-
Notifications
You must be signed in to change notification settings - Fork 117
Description
Hi, wondering if you have a suggestion how to do this:
I want to run a parameterised test using:
- all cores of the nodes
- a geometric series of number of nodes: 2, 4, 8, 16, ... up to the maximum available.
The reframe partition has a slurm --partition directive in the access property to define the slurm partition to use.
Inside a test I can parse output from sinfo to get the number of nodes and number of cores, and reading self.current_partition.access allows me to limit this to the right slurm partition. This allows me to calculate self.num_tasks_per_node and self.num_tasks for reframe.
However the current reframe partition is only set during the setup() phase, whereas test parameterisation is done BEFORE even the test's __init__(). Which makes total sense from a python perspective but is problematic here.

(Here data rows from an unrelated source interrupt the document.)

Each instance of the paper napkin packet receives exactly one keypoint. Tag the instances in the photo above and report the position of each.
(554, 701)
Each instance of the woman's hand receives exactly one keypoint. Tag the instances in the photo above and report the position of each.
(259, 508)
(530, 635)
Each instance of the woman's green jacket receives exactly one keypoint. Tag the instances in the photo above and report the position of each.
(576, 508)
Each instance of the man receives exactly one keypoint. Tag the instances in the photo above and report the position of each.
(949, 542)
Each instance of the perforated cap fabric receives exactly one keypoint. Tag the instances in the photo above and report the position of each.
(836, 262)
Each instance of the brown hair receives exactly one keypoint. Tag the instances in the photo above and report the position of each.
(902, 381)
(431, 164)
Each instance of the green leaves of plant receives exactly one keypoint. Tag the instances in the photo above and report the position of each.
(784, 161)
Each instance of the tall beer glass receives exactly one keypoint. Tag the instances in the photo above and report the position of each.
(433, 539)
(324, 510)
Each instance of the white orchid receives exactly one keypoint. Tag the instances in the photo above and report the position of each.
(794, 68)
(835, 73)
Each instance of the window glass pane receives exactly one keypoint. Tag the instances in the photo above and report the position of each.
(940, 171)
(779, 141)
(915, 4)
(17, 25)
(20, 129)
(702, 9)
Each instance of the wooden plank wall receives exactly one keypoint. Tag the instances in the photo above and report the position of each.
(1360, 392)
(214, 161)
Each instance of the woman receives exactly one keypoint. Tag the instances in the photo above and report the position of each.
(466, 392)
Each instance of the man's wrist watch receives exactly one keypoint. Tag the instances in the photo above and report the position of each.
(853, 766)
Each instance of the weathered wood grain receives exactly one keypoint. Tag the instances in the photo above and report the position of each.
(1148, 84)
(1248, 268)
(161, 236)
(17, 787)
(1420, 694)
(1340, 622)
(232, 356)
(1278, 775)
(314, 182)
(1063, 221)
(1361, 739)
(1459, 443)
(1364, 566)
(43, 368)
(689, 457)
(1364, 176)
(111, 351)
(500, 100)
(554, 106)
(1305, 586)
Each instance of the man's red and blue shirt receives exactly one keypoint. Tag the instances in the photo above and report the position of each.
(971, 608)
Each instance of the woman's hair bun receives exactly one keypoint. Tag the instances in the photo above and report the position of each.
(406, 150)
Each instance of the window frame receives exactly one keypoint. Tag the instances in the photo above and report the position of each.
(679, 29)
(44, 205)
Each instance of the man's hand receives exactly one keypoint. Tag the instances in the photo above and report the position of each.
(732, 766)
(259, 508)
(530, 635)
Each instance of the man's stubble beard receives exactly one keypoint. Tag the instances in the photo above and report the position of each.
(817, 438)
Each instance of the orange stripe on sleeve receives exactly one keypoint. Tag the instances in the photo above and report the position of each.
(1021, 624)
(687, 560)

The best approach I can think of so far is to just parameterise over a number of tests, say range(6), then inside each parameterised test calculate the number of processes/nodes to set, with e.g. __init__(1) meaning a single node and __init__(6) meaning all nodes. But that is not really ideal as I won't get that nice series which allows me to compare 2,4,... node results across e.g. slurm partitions.
The only other idea I have is to somehow launch subtests, e.g. the main test runs on all nodes, then I run multiple srun commands to run on subsets of those. But that doesn't fit into reframe's model, and is obviously inefficient on resources.
Any suggestions gratefully appreciated!